I personally agree with Athravan - I went to a show where somebody was selling a snake, the buyer said "cool its a royal python" and the seller said "no its a boa" me and my fella just looked at each other in shock but the guy sold it anyway - that cannot be good :bash:. I'm pretty lucky with the living rainforest they are a good shop and give good advice - I know i can go there and chat to atleast 1 member of staff if my leos have a problem. But not all shops are as good so it puts me in 2 minds - I think that pet shops that sell exotics should be more highly trained/monitored but also private breeders should be more careful of what they sell, especially if its goin to be a potentially dangerous animal to a feckin idiot scally who is about 15 .


----------



## fatratsandcheesekk (May 18, 2008)

having not really a test but just being asked a few important questions about the rep you want to buy would be good then you can cut out the impulse buys and actually get ppl resurching before getting one and then deciding they cant keep it anymore


----------



## steveyruss (Feb 19, 2008)

I agree that lots of people buy on impulse but a lot of people buy these animals with the best intentions and don't bother meeting their needs anyway!
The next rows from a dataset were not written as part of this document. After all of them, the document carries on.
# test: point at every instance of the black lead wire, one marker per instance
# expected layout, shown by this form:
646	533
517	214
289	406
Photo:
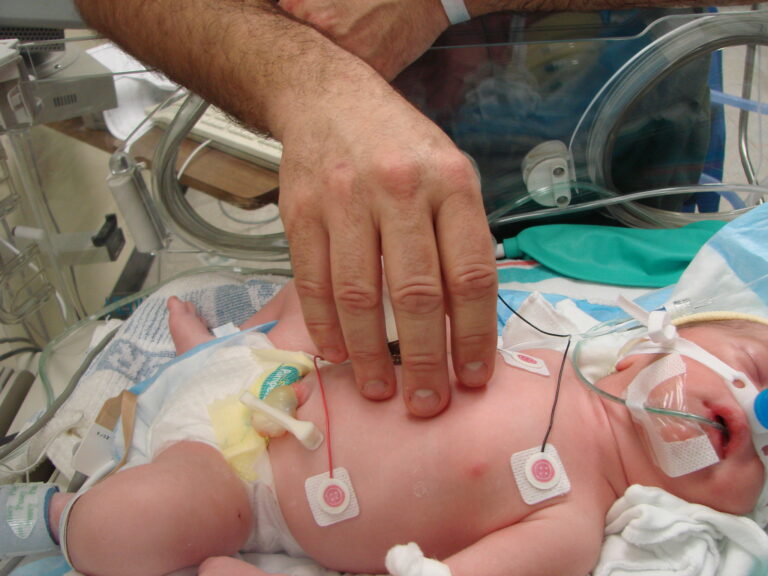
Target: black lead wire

I mean really. How hard is it for someone to digest a few vital things from a care sheet? Shop keepers can only take limited responsibility because anyone can act like they have a decades experience by throwing around a few statistics, particularly if the purchase is online and most are these days, ultimately it's up to the owner to look after an animal. Don't even talk about licensing to me. Licensing is always a dead end because they are impossible to police and it's usually the responsible who take the brunt of the assault, take a look at Labours hand gun ban implemented in the 90s here, gun crime has more than doubled!


----------